Permutations II medium

Problem Statement

Given a collection of numbers, nums, that might contain duplicates, return all possible unique permutations.

Example 1:

Input: nums = [1,1,2]
Output: [[1,1,2],[1,2,1],[2,1,1]]

Example 2:

Input: nums = [1,2,3]
Output: [[1,2,3],[1,3,2],[2,1,3],[2,3,1],[3,1,2],[3,2,1]]

Steps

1. Sort the input array: Sorting the input array helps us easily identify and skip duplicate permutations.

2. Backtracking: Use backtracking to generate all permutations.

3. Skip duplicates: During backtracking, if a number is the same as the previous number and the previous number hasn't been used, skip it to avoid generating duplicate permutations.

4. Base Case: When the current permutation's length equals the length of the input array, add it to the result.

Explanation

The core idea is to use backtracking with a crucial addition to handle duplicates. Sorting the input array allows us to easily compare adjacent elements. If we encounter a duplicate number and its previous instance hasn't been used in the current permutation, we skip it. This ensures that we only generate unique permutations.
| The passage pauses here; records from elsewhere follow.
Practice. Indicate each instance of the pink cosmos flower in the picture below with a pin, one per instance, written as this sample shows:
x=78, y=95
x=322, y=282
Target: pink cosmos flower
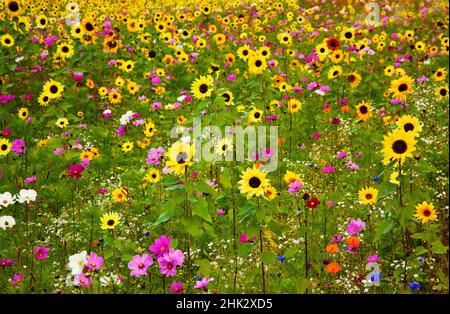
x=18, y=146
x=169, y=261
x=41, y=252
x=244, y=238
x=93, y=261
x=161, y=246
x=203, y=283
x=176, y=288
x=295, y=186
x=138, y=265
x=82, y=280
x=16, y=279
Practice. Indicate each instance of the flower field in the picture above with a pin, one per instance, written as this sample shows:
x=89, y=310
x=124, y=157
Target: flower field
x=224, y=147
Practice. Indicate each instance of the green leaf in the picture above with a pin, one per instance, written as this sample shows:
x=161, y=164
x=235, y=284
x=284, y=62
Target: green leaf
x=245, y=249
x=164, y=216
x=268, y=258
x=420, y=250
x=205, y=267
x=201, y=209
x=384, y=227
x=438, y=248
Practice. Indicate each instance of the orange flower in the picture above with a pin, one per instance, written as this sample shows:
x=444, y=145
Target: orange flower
x=332, y=248
x=333, y=268
x=353, y=242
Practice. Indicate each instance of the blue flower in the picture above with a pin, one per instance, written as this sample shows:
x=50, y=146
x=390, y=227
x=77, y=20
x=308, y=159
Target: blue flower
x=414, y=285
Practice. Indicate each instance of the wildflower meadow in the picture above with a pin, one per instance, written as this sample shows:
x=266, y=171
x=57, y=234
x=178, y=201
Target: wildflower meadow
x=224, y=147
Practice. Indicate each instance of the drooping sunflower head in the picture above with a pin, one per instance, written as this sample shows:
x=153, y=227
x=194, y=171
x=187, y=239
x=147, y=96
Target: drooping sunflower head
x=425, y=212
x=398, y=145
x=368, y=195
x=253, y=182
x=109, y=220
x=409, y=124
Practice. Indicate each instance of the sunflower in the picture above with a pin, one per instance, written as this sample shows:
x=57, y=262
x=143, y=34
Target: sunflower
x=65, y=50
x=294, y=105
x=152, y=176
x=62, y=123
x=401, y=87
x=41, y=21
x=88, y=26
x=333, y=43
x=439, y=75
x=202, y=87
x=114, y=97
x=270, y=193
x=425, y=212
x=14, y=7
x=256, y=64
x=409, y=124
x=44, y=99
x=53, y=89
x=368, y=195
x=253, y=182
x=244, y=52
x=149, y=128
x=363, y=111
x=224, y=146
x=334, y=72
x=442, y=92
x=23, y=113
x=109, y=220
x=398, y=145
x=291, y=177
x=5, y=146
x=127, y=147
x=394, y=178
x=255, y=116
x=354, y=79
x=7, y=40
x=119, y=194
x=337, y=56
x=180, y=156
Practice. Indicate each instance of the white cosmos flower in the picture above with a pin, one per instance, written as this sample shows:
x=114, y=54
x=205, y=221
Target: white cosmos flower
x=109, y=280
x=7, y=222
x=26, y=196
x=6, y=199
x=77, y=262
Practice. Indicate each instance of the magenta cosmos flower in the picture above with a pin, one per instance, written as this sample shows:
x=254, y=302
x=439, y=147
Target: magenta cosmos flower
x=161, y=246
x=93, y=261
x=203, y=283
x=41, y=252
x=75, y=171
x=139, y=264
x=169, y=262
x=176, y=288
x=82, y=280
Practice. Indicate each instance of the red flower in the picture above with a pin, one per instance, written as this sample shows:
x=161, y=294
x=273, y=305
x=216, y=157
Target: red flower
x=313, y=202
x=333, y=43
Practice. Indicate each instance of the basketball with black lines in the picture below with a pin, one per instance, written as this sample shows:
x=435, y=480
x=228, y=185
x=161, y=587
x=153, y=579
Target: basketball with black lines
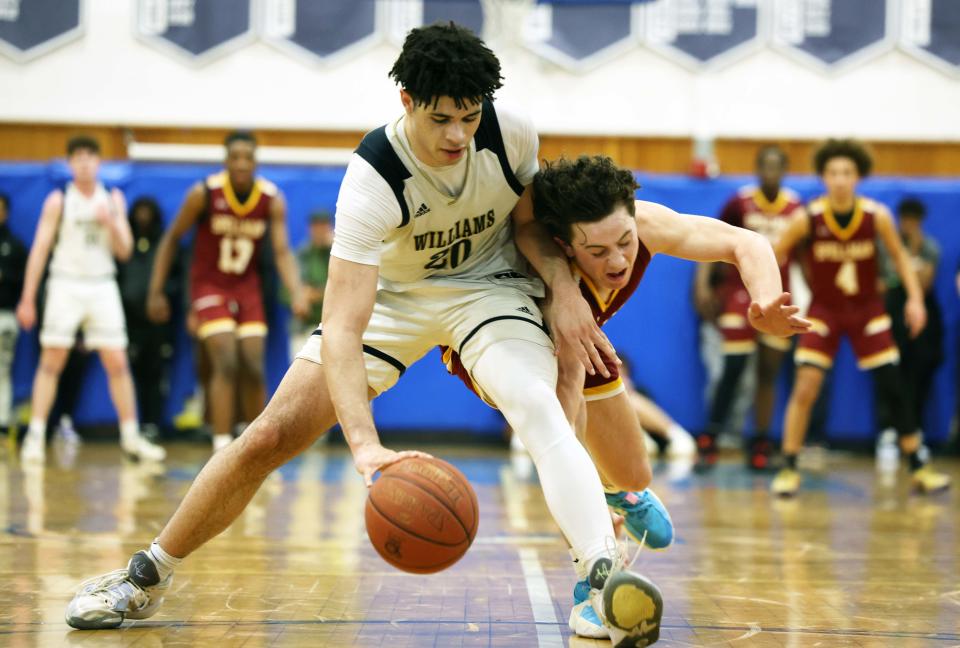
x=421, y=515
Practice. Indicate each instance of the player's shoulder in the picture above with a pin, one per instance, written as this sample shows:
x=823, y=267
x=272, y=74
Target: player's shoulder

The backtracking process systematically explores all possible arrangements of the numbers.

Code

function permuteUnique(nums: number[]): number[][] {
    const result: number[][] = [];
    nums.sort((a, b) => a - b); // Sort for duplicate handling
    const n = nums.length;
    const used: boolean[] = new Array(n).fill(false);
    const currentPermutation: number[] = [];

    function backtrack() {
        if (currentPermutation.length === n) {
            result.push([...currentPermutation]); // Add a copy to avoid modification
            return;
        }

        for (let i = 0; i < n; i++) {
            if (used[i] || (i > 0 && nums[i] === nums[i - 1] && !used[i - 1])) {
                continue; // Skip if used or duplicate and previous not used
            }
            used[i] = true;
            currentPermutation.push(nums[i]);
            backtrack();
            currentPermutation.pop();
            used[i] = false;
        }
    }

    backtrack();
    return result;
}

Complexity

• Time Complexity: O(N * N!), where N is the length of the input array. Generating all permutations takes N! time, and for each permutation, we perform operations that take O(N) time (e.g., copying the array).

• Space Complexity: O(N), primarily due to the recursive call stack during backtracking and the used array. The result array can also take up O(N * N!) space in the worst case, but this is dependent on the number of unique permutations. In practice, the space used by the result array is often much smaller than the theoretical maximum.